Comeback der großen Diplomatie

Politik / 20.09.2021 • 22:28 Uhr
Es gibt Beschränkungen. Guterres war aber gegen eine Impfpflicht.AP
Es gibt Beschränkungen. Guterres war aber gegen eine Impfpflicht.AP

In New York treten über 80 Staats- und Regierungschefs zu Gesprächen zusammen. Die Pandemie wird allgegenwärtig sein.

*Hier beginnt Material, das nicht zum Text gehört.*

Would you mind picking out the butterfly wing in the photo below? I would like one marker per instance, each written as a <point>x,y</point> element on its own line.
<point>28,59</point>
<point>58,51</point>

Washington Es ist aufgrund der Coronabeschränkungen nicht das ganz große Comeback der internationalen Diplomatie, auf das die Vereinten Nationen gehofft hatten. Dennoch wird die 76. Generaldebatte der UN-Vollversammlung ab Dienstag wieder viele der weltweit mächtigsten Politiker nach New York bringen.

 

DEBATTE TROTZ PANDEMIE. Die Flure des UN-Hauptquartiers am East River werden nicht wie sonst zu Generaldebatten überquellen – New York und die UN haben die Größe der Delegationen stark limitiert. Die Stadt New York wollte eine Impfpflicht für den Gipfel durchsetzen, was UN-Generalsekretär António Guterres mit der Begründung zurückwies, er könne ungeimpften UN-Mitgliedern nicht den Zutritt verweigern. Stattdessen gilt das „Ehren-System“: Jeder, der das UN-Gebäude in New York betritt, bestätigt damit, in den vorherigen zehn Tagen nicht positiv auf das Virus getestet worden zu sein, keine Symptome und keinen Umgang mit Erkrankten gehabt zu haben.

 

DIE TEILNEHMER. Über 80 Staats- und Regierungschefs haben sich angekündigt, unter anderem US-Präsident Joe Biden und der britische Premier Boris Johnson. Deutschland wählte mit Bundespräsident Frank-Walter Steinmeier eine Überraschungslösung, denn normalerweise vertritt der Außenminister die Bundesrepublik. Aufgrund des Wahlkampfs entschied man sich aber für einen überparteilichen Weg. Für Österreich sind Bundespräsident Alexander Van der Bellen, Kanzler Sebastian Kurz und Außenminister Schallenberg (beide ÖVP) mit dabei. Abgesagt haben unter anderem Russlands Staatsoberhaupt Wladimir Putin und Chinas Staatspräsident Xi Jinping nicht.

 

AFGHANISTAN, LIBYEN, KLIMa. Das Afghanistan-Desaster und die notwendige humanitäre Hilfe werden sicherheitspolitisch den größten Raum einnehmen. Außerdem könnte dem auf der Kippe stehenden politischen Prozess in Libyen ein weiterer Impuls gegeben werden. Auch der neue Außenminister Irans, Hussein Amirabdollahian, kommt – zu möglichen Treffen am Rande der Veranstaltung mit Blick auf die Atomverhandlungen schweigen sich die westlichen Staaten aber aus. Nicht auszuschließen ist, dass Frankreich und die USA angesichts ihres U-Boot-Streits das Gespräch miteinander suchen. Über die regionalen Krisen hinaus wird die Erderwärmung ein voraussichtlich überragendes Thema. Bereits am Montag luden Guterres und der britische Premier Johnson zu einer Diskussion hinter verschlossenen Türen, an der auch Deutschlands Bundeskanzlerin Angela Merkel (CDU) und Amtskollege Kurz virtuell teilnehmen.

 

DER IMPF-GIPFEL. Biden plant für Mittwoch einen hochrangig besetzten, virtuellen Gipfel zur gerechteren internationalen Verteilung von Impfstoffen. Dabei soll es vor allem um konkrete Zusagen für die Bereitstellung von mehr Vakzinen für ärmere Länder gehen – in Afrika sind beispielsweise erst rund drei Prozent der Menschen geimpft. Ziel ist es, 70 Prozent der Weltbevölkerung bis Mitte nächsten Jahres geimpft zu haben.

 

MYANMAR UND AFGHANISTAN? Eine spannende Frage wird es sein, ob und von wem Afghanistan und Myanmar vertreten werden. Der afghanische UN-Botschafter Ghulam Isaczai wurde ernannt, bevor die Taliban die Macht an sich rissen. Auch Myanmars Vertreter Kyaw Moe Tun begann seine Arbeit vor dem Putsch in seinem Heimatland im Frühjahr. Nach seinen Verurteilungen des Militärs versuchte die Regierung Kyaw Moe Tun zu ersetzen. Bisher erfolglos – denn für die Ernennung eines neues Botschafters müssen die UN die Führung eines Landes als legitim anerkennen.